P16 Methylation as an Early Predictor for Cancer Development From Oral Epithelial Dysplasia: A Double-blind Multicentre Prospective Study.

BACKGROUND: Silencing of P16 through methylation and locus deletion is the most frequent early events in carcinogenesis. The aim of this study is to prospectively determine if early P16 methylation is a predictor for oral cancer development.
METHODS: Patients (n = 181) with mild or moderate oral epithelial dysplasia (OED) were recruited into the double blind multicentre cohort. P16 methylation was analyzed using the MethyLight assay. Progression of OEDs was monitored for a minimum 3 year follow-up period.
FINDINGS: P16 methylation-informative cases (n = 152) were enrolled in the prospective multicenter cohorts with an ultimate compliance of 96.7%. OED-derived squamous cell carcinomas were observed in 21 patients (14.3%) during the follow-up (median, 41.0 months). The cancer progression rate from the P16 methylation-positive patients was significantly increased when compared to P16 methylation-negative patients [27.1% vs 8.1%; adjusted odds ratio = 4.6; P = 0.006]. When the P16 methylation-positive criteria were used as a biomarker for early prediction of cancer development from OEDs, sensitivity and specificity of 62% and 76% were obtained, respectively.
INTERPRETATION: P16 methylation is unequivocally a marker for determining the malignant potential of OED and there is no need for further research regarding this aspect. FUNDING: National Basic Research Programs of China (2011CB504201 and 2015CB553902), Beijing Science and Technology Commission (Z090507017709016), and Beijing Municipal Administration of Hospital (XM201303) to Dajun Deng. The funding agencies have no role in the actual experimental design, patient recruitment, data collection, analysis, interpretation, or writing of this manuscript.

Introduction

P16 (CDKN2A) is the most frequently deleted locus in cancer genomes and has been studied extensively (Beroukhim et al., 2010, Liu et al., 1995, Hussussian et al., 1994, Kannengiesser et al., 2009). While genetic alterations in P16 do occur, gene methylation is far more prevalent in human cancers such as oral squamous cell carcinoma (OSCC) (Merlo et al., 1995, Serrano et al., 2000, Herman et al., 1995, Gonzalez-Zulueta et al., 1995, Kresty et al., 2002). Studies have also shown that increased P16 methylation correlates with decreased levels of expression and has been linked to the development and prognosis in many cancers (Sun et al., 2004, Belinsky et al., 2006, Luo et al., 2006, Hall et al., 2008, Cao et al., 2009). P16 methylation may also play important roles in carcinogenesis (Yu et al., 2014).

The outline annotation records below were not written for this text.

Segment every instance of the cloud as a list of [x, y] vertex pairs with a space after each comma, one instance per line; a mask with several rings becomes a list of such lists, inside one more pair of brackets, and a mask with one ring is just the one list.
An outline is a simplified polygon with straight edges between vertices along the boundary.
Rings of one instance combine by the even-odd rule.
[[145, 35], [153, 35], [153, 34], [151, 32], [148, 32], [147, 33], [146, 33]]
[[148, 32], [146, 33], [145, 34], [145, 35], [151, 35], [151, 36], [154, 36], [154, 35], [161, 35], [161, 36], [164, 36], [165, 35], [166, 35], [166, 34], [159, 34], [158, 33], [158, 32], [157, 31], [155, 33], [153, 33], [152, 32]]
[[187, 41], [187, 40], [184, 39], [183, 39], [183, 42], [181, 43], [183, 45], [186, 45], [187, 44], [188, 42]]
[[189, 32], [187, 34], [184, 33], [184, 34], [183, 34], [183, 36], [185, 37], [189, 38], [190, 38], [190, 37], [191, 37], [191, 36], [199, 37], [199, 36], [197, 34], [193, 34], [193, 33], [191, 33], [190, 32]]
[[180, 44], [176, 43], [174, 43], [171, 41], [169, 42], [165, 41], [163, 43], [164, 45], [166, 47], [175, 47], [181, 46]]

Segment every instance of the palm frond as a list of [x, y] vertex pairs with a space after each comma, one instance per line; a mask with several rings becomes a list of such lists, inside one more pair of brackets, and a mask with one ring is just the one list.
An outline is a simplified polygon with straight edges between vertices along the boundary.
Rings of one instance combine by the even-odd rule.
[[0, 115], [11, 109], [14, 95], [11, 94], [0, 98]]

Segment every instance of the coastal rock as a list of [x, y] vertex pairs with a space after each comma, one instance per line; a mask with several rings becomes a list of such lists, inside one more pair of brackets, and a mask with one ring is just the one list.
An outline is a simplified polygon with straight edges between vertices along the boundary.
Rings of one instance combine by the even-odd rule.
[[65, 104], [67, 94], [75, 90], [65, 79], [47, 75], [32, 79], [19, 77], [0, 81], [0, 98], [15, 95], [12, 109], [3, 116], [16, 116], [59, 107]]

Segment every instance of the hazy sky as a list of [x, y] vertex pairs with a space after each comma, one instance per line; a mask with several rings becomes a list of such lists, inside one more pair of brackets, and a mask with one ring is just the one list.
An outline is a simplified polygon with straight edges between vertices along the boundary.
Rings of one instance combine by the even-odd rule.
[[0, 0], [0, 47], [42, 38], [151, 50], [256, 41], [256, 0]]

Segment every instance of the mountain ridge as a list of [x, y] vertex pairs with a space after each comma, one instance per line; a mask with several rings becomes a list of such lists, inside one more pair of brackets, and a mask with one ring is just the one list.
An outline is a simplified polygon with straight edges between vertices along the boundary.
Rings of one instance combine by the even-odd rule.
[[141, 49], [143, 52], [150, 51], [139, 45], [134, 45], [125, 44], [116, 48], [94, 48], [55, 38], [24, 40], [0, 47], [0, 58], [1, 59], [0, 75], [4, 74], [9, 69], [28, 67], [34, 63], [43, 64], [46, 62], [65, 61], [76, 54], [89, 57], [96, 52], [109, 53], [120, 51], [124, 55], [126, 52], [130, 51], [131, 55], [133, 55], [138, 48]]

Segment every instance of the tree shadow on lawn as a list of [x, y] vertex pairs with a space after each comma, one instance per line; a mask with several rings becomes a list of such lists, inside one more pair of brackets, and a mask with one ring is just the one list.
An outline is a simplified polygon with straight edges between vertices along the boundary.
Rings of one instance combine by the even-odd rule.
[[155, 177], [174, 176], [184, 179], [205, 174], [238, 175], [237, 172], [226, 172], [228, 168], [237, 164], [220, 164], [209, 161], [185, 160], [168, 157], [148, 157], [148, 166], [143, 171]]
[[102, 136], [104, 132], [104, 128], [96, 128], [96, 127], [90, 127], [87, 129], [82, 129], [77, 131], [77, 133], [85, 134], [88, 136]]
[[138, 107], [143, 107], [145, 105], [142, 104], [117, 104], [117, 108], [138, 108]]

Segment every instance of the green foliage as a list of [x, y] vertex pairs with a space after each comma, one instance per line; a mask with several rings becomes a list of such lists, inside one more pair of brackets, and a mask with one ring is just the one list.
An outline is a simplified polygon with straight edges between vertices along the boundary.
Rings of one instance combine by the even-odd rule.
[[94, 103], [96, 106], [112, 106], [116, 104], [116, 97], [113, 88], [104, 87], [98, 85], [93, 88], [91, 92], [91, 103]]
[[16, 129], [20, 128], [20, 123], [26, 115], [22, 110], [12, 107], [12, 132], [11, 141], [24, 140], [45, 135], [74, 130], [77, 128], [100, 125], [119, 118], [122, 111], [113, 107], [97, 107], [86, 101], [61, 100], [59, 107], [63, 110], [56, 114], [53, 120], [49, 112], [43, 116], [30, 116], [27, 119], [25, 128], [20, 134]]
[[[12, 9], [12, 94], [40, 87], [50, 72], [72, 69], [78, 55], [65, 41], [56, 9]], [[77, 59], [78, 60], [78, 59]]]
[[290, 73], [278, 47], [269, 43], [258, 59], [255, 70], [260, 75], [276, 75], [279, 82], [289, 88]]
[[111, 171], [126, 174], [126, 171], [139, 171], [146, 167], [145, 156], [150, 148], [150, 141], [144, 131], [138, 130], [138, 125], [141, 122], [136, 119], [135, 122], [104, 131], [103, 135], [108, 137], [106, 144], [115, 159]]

Oral leukoplakia is the most common precancerous condition (Kramer et al., 1978). Studies have shown that 17–25% of oral leukoplakia lesions contain oral epithelial dysplasia (OED), and about 8% will progress to OSCC (Bouquot and Gorlin, 1986, Bouquot and Whitaker, 1994). The P16 inactivation rate in end-stage head and neck carcinomas has been reported to be as high as 70–85% (Cairns et al., 1995, Reed et al., 1996, Riese et al., 1999, Danahey et al., 1999). One study found that the P16 methylation rate (58%) was much higher than the P16 mutation rate (15%) in 28 severe OED lesions (Kresty et al., 2002). P16 methylation is also frequently detected in mild/moderate OED lesions (25–40%) and may be associated with an increased risk of progression (Hall et al., 2008, Cao et al., 2009). However, the feasibility of using P16 methylation to predict malignant progression of OED has not yet been validated in a multicenter study. Therefore, such a study among Chinese patients with OED was carried out using P16 methylation as a clinical classifier. This study provides evidence strongly supporting that P16 methylation could be used as a biomarker for predicting the malignant transformation of OED early in the course of the disease.

Methods

Study Design

181 patients with mild or moderate OED were selected from cases of oral leukoplakia, lichen planus, or chronic discoid erythematosus at Peking University School of Stomatology (Central-A, n = 82), Capital Medical University School of Stomatology (Central-B, n = 68), and Fourth Military Medical University Hospital of Stomatology (Central-C, n = 31) between 2009 and 2011. The biopsy specimens were fixed in neutral buffered formalin, embedded in paraffin, and stained with H&E. The baseline OED lesions were classified as mild, moderate, or severe by at least two senior pathologists using the same criteria from the 2005 WHO Classification System (Gale et al., 2005). The sample size was calculated according to results of our previous single center study (Cao et al., 2009).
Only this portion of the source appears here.